Apical Long Axis-Apical 3-Chamber View
©Walter Rasmussen, R.D.C.S.
The apical long axis looks similar to the parasternal long axis view and is found by rotating the transducer about 20-30 degrees counter-clockwise from the apical two- chamber view to the point where the left ventricle, left atrium, mitral and aortic valves are visualized
The apical long axis has advantages over the parasternal long axis including: better visualizes the cardiac apex and an alternate view of the mitral and aortic valves, thus enabling a more comprehensive assessment of valvular lesions. When the parasternal long axis view is sub-optimal, the apical long axis serves as a good back-up view to it.
When the apical long axis image is of poor quality, respiratory maneuvers, (sustained inhalation or exhalation), can aid in creating images with greater clarity and also helps to avoid a foreshortened view or having to move up the chest wall to what is actually a low parasternal view. As with all respiratory maneuvers, it may be necessary to move the transducer medially or laterally as the heart is pushed or pulled by the lungs.
Two-dimensional echo in the apical long axis view should demonstrate left ventricular wall motion, outflow tract anatomy, and the systolic and diastolic motion of the aortic and mitral valves. The apical long axis is particularly valuable in demonstrating a prolapsed or flail mitral valve leaflet and narrow anteriorly or posteriorly directed regurgitant jets. Color Doppler of mitral diastolic flow and regurgitation as well as systolic and diastolic blood flow of both the left ventricular outflow tract and aortic valve can be clearly demonstrated in this view, aiding in determination of the severity of aortic stenosis and insufficiency, mitral stenosis and regurgitation and left ventricular outflow tract obstruction.
For the evaluation of an AR jet, adjust the color Doppler box to show its width and full extension into the left ventricle.
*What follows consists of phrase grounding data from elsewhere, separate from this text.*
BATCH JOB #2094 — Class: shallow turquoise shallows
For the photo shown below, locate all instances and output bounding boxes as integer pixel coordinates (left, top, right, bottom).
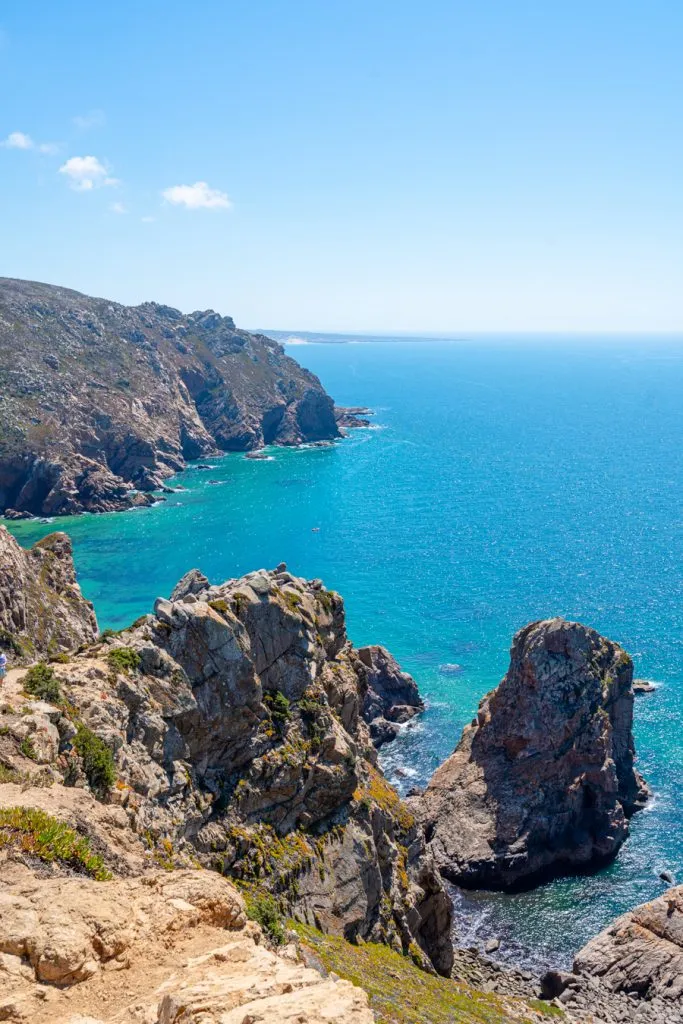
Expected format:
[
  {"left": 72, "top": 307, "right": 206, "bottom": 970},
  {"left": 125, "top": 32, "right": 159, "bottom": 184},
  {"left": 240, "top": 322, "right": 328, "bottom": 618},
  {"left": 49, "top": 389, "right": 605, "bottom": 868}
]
[{"left": 9, "top": 337, "right": 683, "bottom": 969}]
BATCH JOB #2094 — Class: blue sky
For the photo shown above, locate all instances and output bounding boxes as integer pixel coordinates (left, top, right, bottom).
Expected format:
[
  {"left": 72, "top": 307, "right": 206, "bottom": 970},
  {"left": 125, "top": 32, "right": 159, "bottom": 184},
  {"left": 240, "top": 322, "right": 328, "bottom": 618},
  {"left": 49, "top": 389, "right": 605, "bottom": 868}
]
[{"left": 1, "top": 1, "right": 681, "bottom": 332}]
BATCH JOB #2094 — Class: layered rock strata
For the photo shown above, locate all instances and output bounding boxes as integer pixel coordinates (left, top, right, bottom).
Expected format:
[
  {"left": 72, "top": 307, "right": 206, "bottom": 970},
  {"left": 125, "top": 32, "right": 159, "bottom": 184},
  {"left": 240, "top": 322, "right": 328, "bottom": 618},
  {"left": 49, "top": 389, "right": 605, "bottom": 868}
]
[{"left": 417, "top": 618, "right": 648, "bottom": 889}]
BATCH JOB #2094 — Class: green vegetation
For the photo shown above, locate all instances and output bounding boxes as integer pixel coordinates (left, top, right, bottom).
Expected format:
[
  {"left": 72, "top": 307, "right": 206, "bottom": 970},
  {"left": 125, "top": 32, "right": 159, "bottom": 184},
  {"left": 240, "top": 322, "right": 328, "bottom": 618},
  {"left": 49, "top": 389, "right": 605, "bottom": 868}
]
[
  {"left": 0, "top": 627, "right": 26, "bottom": 658},
  {"left": 0, "top": 763, "right": 21, "bottom": 783},
  {"left": 19, "top": 735, "right": 37, "bottom": 760},
  {"left": 292, "top": 923, "right": 563, "bottom": 1024},
  {"left": 355, "top": 766, "right": 415, "bottom": 833},
  {"left": 281, "top": 589, "right": 302, "bottom": 614},
  {"left": 245, "top": 890, "right": 287, "bottom": 945},
  {"left": 73, "top": 724, "right": 116, "bottom": 795},
  {"left": 263, "top": 689, "right": 291, "bottom": 726},
  {"left": 24, "top": 662, "right": 62, "bottom": 703},
  {"left": 107, "top": 646, "right": 140, "bottom": 674},
  {"left": 0, "top": 807, "right": 111, "bottom": 880},
  {"left": 209, "top": 598, "right": 229, "bottom": 615}
]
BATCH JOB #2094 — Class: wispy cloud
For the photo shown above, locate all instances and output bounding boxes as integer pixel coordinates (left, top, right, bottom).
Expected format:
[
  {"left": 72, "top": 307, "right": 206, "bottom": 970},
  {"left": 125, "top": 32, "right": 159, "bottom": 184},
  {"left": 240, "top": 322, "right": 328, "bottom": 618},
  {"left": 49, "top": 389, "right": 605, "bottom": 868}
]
[
  {"left": 110, "top": 201, "right": 127, "bottom": 214},
  {"left": 59, "top": 155, "right": 118, "bottom": 191},
  {"left": 2, "top": 131, "right": 60, "bottom": 153},
  {"left": 141, "top": 215, "right": 155, "bottom": 223},
  {"left": 73, "top": 109, "right": 105, "bottom": 131},
  {"left": 2, "top": 131, "right": 34, "bottom": 149},
  {"left": 162, "top": 181, "right": 232, "bottom": 210}
]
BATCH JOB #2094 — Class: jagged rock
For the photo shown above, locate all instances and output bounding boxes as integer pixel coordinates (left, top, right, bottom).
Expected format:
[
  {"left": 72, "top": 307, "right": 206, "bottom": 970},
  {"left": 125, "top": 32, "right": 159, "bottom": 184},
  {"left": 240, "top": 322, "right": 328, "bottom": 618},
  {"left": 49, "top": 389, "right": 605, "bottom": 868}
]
[
  {"left": 633, "top": 678, "right": 657, "bottom": 694},
  {"left": 417, "top": 618, "right": 649, "bottom": 889},
  {"left": 0, "top": 278, "right": 341, "bottom": 516},
  {"left": 359, "top": 645, "right": 424, "bottom": 749},
  {"left": 0, "top": 527, "right": 98, "bottom": 664},
  {"left": 7, "top": 567, "right": 452, "bottom": 976},
  {"left": 574, "top": 886, "right": 683, "bottom": 1002}
]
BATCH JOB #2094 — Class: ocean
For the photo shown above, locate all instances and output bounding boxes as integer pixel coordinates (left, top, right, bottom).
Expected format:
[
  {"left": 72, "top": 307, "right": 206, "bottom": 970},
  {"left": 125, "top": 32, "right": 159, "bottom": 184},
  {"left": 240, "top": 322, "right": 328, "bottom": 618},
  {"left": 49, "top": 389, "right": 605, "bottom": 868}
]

The color Doppler box width should be kept to only what is necessary in order to keep the frame rate above 17 Hz and the color Doppler scale should not be set between 50-60 cm/sec in order to ensure that the degree of regurgitation will not be diminished, nor exaggerated.
In patients who are being investigated for hypertrophic obstructive cardiomyopathy, aka, HOCM, the sonographer has the option to perform the same detailed Doppler evaluation as described earlier in this guide in the section covering the apical five chamber view. Zooming-in, (preferably with write zoom rather than read zoom), on the mitral and aortic valves helps to obtain a more complete assessment of valvular morphology and function.